Cloud-Stream-Processing-Kafka-Samza

Stream processing is designed mainly for real time data, i.e. extreme latency and throughput requirement.

How the traditional data processing works:

Collected data stored offline
ETL job to multiple systems with output format defined

Apache Kafka

Kafka is a distributed publish subscribe messaging system.

“The main advantage of Kafka is the fact that it provides a unifying data backbone from which all systems in the organization can consume data independently and reliably.”

“Kafka being a streaming data source”

Topics

Topics represent a user-defined category to which messages are published.
Producers

Producers are processes that publish messages to one or more topics in the Kafka cluster. Actually, they are talking to brokers
Consumers

Consumers are processes that subscribe to topics and read messages from the Kafka cluster by talking to brokers
Partitions

Topics are divided into partitions. A partition represents the unit of parallelism in Kafka. In general, a higher number of partitions means higher throughput. Within each partition each message has a specific offset that consumers use to keep track of how far they have progressed through the stream. Consumers may use Kafka partitions as semantic partitions as well.
Brokers

Brokers in Kafka are responsible for message persistence and replication. Producers talk to brokers to publish messages to the Kafka cluster and consumers talk to brokers to consume messages from the Kafka cluster.
Replication

Kakfa uses replication for fault-tolerance. For each partition of a Kafka topic, Kafka will choose a leader and zero or more followers from servers in the cluster and replicates the log across them. The number of replicas including the leader is determined by a replication factor. The leader of the partition will handle all the reads and writes while the followers consume messages from the leader in order to replicate the log. Since both leader and follower may fail when a server in the cluster fails, the leader keeps track of alive followers (in-sync replicas (ISR)) and removes unhealthy ones. In this case, if the leader dies, an alive follower will become the new leader of this partition. This mechanism allows Kafka to remain functional when failures exist.

Apache Samza

Samza is a distributed stream processing framework developed by LinkedIn. Samza is designed to continuously compute data as it becomes available and provides sub-second response times. Samza is a key component in a three-tiered stream processing architecture:

Streaming Layer

The streaming layer provides the input in the form of partitioned streams. As you can imagine, this streaming layer that we will use in this project is Apache Kafka.
Execution Layer

The execution layer schedules and coordinates tasks across machines. In this project, we will use YARN as the execution layer.
Processing Layer

Finally, the processing layer processes the input stream and applies transformations on the input stream to produce some type of output. This is where Samza comes in.

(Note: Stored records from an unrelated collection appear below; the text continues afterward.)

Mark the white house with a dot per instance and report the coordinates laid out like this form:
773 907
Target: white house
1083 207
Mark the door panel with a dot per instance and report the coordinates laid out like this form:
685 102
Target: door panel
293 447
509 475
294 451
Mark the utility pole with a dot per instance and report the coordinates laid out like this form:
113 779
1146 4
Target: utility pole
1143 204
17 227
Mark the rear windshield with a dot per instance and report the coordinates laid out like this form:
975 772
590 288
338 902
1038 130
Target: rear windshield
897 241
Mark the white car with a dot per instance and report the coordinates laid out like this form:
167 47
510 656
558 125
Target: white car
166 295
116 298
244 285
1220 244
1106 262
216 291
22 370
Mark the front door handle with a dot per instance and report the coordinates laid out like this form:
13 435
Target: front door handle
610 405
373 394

Like Kafka, there is some terminology to define in Samza:

Streams

A stream is composed of partitioned sequences of messages belonging to a user defined category. As mentioned previously, Kafka can be our stream provider and a Samza stream and a Kafka topic are equivalent.
Jobs

A job is written using the Samza API to read and process data from one or more streams. A job may be broken into smaller units of execution called tasks. Each task may consume data from one or more partitions in the input stream.
Stateful stream processing

Stream processing can be broadly classified into two types: stateful and stateless. Based on the existence of some type of state which gets mutated as the stream is processed. Stateless stream processing is fairly simple as there is no synchronization of state required as stream partitions are processed in parallel. However, Samza allows for stateful stream processing. The typical approach to support stateful stream processing is to have a remote data store (such as MySQL, HBase) and retrieve state from the database in the Samza job. However this creates an unacceptable bottleneck in the system.

Course Work Project

It is called cab ride share project. Drivers and Customers real time share theirs location and preference. Design a system to provide matching based on the provided information.

Two topics (or streams in Samza terminology):

driver-location
1. Stream Block id
2. Driver id
3. Latitude and Longitude
events
1. RIDE_REQUEST
2. ENTERING_BLOCK
3. LEAVING_BLOCK
4. RID_COMPLETE

The idea is to process the two stream and produce score stream.

Mainly class to implement StreamTask, InitableTask, WindowableTask

There are init, process functions
Some core steps:
1. Get Stream
2. Get message (which is json) can be cast to Map<Key String, Value Object>
Partition by block id